A pseudo-orthogonalization process

  • Thread starter sunjin09
  • Start date
  • Tags
    Process
In summary, we discussed the decomposition of a Hermitian symmetric complex matrix into a tridiagonal form using Schmidt orthonormalization. We then explored the potential issues with applying this method to a symmetric matrix where the inner product is not a true inner product. It was noted that this can lead to problems with preserving the geometry of the operator and may result in numerical issues. The question was raised about any constraints on the matrix that could prevent these issues. It was suggested that further analysis or experimentation would be needed to determine the reliability of this method.
  • #1
sunjin09
312
0
It is well known that a Hermitian symmetric complex matrix A, [itex]A^{\dagger}=A[/itex] can be taking into a tridiagonolized form: [itex]A=V^{\dagger}HV[/itex] where [itex]^{\dagger}[/itex] is Hermitian conjugate and [itex]H[/itex] is the tridiagonal Hessenberg matrix, and [itex]V^{\dagger}V=VV^{\dagger}=I[/itex]. This decomposition is realized using Schmidt orthonormalization, where H is nothing but the coefficients generated by the orthonormaliztion.

Now suppose A is only symmetric, i.e., [itex]A^T=A[/itex] where T denotes transpose without conjugation, and proceed formally through Schmidt orthonormalization, where the corresponding "inner product" [itex]<x,y>=\sqrt{\sum_ix_i*y_i}[/itex] without taking abs value, i.e., not a real inner product, but can nevertheless be defined. The result would be that A is tridiagonalized into the form [itex]A=VHV^T[/itex] (if V has full rank), where [itex]V^TV=VV^T=I[/itex], enabling solution to the problem [itex]Ax=b[/itex] through solution of [itex]Hy=V^Tb[/itex] followed by [itex]x=Vy[/itex], where the H system is much easier to solve. Now my question is: where can this method go wrong? If so what is the condition on A under which this method does work?
 
Last edited:
Physics news on Phys.org
  • #2
Hey sunjin09.

The thing I worry about not using a proper inner-product is that the geometry of your operator is not preserved.
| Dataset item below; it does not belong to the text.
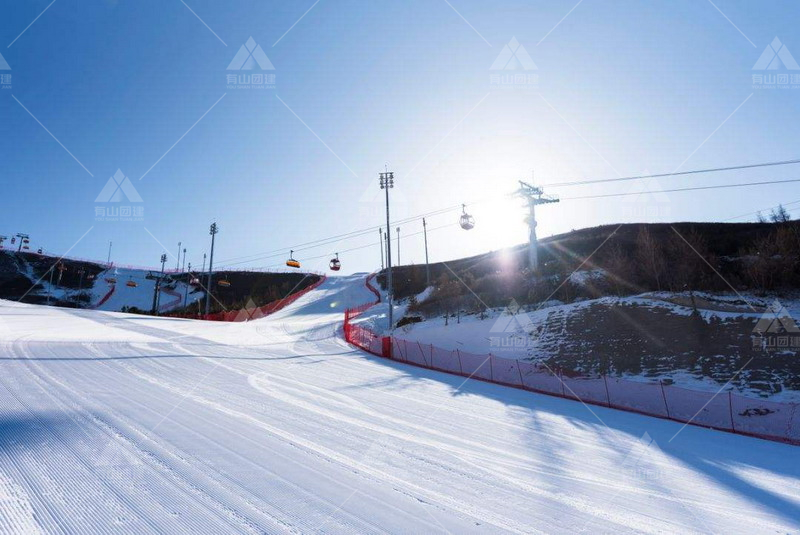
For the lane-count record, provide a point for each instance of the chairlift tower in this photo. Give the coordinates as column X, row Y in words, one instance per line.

Remember that the inner-product geometrically preserves the geometry of your operator which for a normal inner product in R^n, preserves that characteristic.

To place a square root, what you have done in terms of the transformation is basically changed the geometry with respect to the new inner-product. In terms of orthonormalization, your orthonormalization characteristics still are reflected in the inner product (since the term in the square root sign is still zero giving a zero answer), but in terms of the actual projection itself, this will be really screwy.

The reason why I am saying this is because if you want to calculate projections of a given orthonormal basis from say a vector (or an operator) onto the basis itself, that inner product definition will screw things up really badly and if you are doing this in your decomposition and don't transform things back somehow then the result won't make any sense.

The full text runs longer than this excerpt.